Crash appears to be the first of its kind for the troubled F-35 program

A U.S. Marine Corps F-35B stealth fighter was completely destroyed in a crash during training on Friday September 28, officials said. The pilot safely ejected.

The crash appears to be the first of its kind for the troubled F-35 program, marking an unfortunate moment for the most expensive plane in history.

Speaking on condition of anonymity ahead of an official announcement, a defense official told AFP that the Marine Corps F-35 had crashed outside Marine Corps Air Station Beaufort in South Carolina.

“It’s a total loss,” the official said.

The Beaufort County Sheriff’s Office said the pilot safely ejected and was being evaluated for injuries.

The U.S. Marine Corps F-35B variant is capable of taking off from a short runway and landing vertically. The Air Force and Navy have their own models.

The crash comes just one day after the U.S. military first used the F-35, which has been beset with delays and cost overruns, in combat.

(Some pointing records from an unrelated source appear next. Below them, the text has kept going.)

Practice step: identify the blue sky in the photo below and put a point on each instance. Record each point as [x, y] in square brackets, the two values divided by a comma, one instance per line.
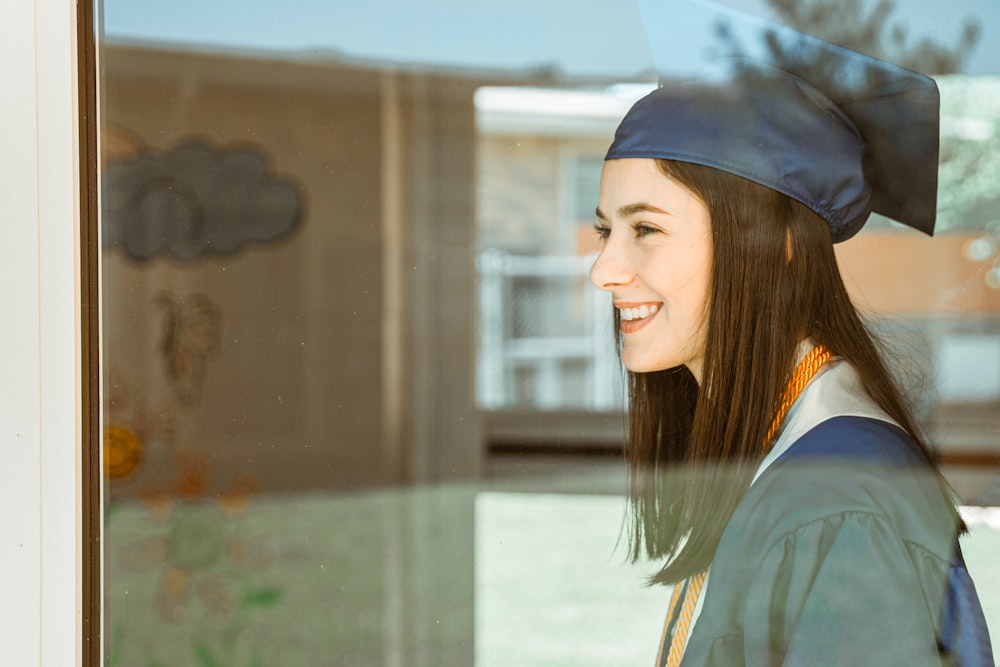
[603, 38]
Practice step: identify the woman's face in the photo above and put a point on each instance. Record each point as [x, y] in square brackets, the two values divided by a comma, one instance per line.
[656, 262]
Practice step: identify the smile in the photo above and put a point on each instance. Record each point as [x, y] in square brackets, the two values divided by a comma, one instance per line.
[638, 312]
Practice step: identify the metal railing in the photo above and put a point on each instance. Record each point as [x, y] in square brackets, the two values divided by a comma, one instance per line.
[545, 335]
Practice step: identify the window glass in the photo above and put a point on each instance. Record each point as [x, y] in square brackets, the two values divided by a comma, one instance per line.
[361, 403]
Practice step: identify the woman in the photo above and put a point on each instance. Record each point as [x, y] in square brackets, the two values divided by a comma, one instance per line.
[774, 463]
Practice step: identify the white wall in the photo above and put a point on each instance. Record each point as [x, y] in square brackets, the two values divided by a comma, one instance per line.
[39, 432]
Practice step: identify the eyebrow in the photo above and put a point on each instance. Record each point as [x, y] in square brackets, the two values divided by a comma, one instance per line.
[629, 210]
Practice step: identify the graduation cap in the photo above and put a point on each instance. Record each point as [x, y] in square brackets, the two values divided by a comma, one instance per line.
[842, 132]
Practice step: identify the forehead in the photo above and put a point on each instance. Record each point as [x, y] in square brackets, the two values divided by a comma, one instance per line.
[629, 182]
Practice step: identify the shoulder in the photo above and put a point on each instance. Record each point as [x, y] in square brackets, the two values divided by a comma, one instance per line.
[858, 466]
[854, 474]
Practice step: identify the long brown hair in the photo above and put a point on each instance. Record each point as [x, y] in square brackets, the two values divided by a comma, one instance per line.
[692, 450]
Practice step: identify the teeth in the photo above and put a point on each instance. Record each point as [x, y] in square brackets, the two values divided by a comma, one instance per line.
[628, 314]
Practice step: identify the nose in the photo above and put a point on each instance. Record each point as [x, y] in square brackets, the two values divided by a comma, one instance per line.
[610, 270]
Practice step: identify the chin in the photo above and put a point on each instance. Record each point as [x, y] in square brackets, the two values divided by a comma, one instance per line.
[648, 365]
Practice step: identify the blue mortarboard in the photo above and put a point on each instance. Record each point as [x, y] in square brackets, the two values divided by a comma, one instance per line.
[842, 132]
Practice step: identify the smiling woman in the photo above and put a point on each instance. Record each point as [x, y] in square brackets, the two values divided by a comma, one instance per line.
[775, 467]
[656, 262]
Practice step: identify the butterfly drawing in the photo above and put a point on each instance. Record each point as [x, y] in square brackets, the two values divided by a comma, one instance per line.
[191, 334]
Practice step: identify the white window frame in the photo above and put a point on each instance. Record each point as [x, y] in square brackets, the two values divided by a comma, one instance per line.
[40, 395]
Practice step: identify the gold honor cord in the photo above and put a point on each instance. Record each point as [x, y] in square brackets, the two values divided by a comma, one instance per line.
[804, 372]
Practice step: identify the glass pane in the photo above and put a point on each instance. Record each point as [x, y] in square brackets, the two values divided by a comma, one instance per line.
[362, 404]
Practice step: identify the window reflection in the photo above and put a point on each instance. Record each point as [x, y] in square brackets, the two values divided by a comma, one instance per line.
[360, 399]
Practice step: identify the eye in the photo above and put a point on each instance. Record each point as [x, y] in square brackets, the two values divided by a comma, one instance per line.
[641, 229]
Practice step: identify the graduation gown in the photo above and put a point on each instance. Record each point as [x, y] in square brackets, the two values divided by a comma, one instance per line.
[841, 551]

Multiple U.S. Marine Corps F-35s struck Taliban targets in Kandahar province, Afghanistan.

With a development program beginning in the early 1990s, the F-35 Lightning II is considered the most expensive weapons system in U.S. history, with an estimated cost of some $400 billion and a goal to produce 2,500 aircraft in the coming years.

But, once servicing and maintenance costs for the F-35 are factored in over the aircraft’s lifespan through 2070, overall program costs are expected to rise to $1.5 trillion.

Proponents tout the F-35’s stealth technology, supersonic speeds, close air support capabilities, airborne agility and a massive array of sensors giving pilots unparalleled access to information.

But the program has faced numerous delays, cost overruns and setbacks, including a mysterious engine fire in 2014 that led commanders to temporarily ground the planes.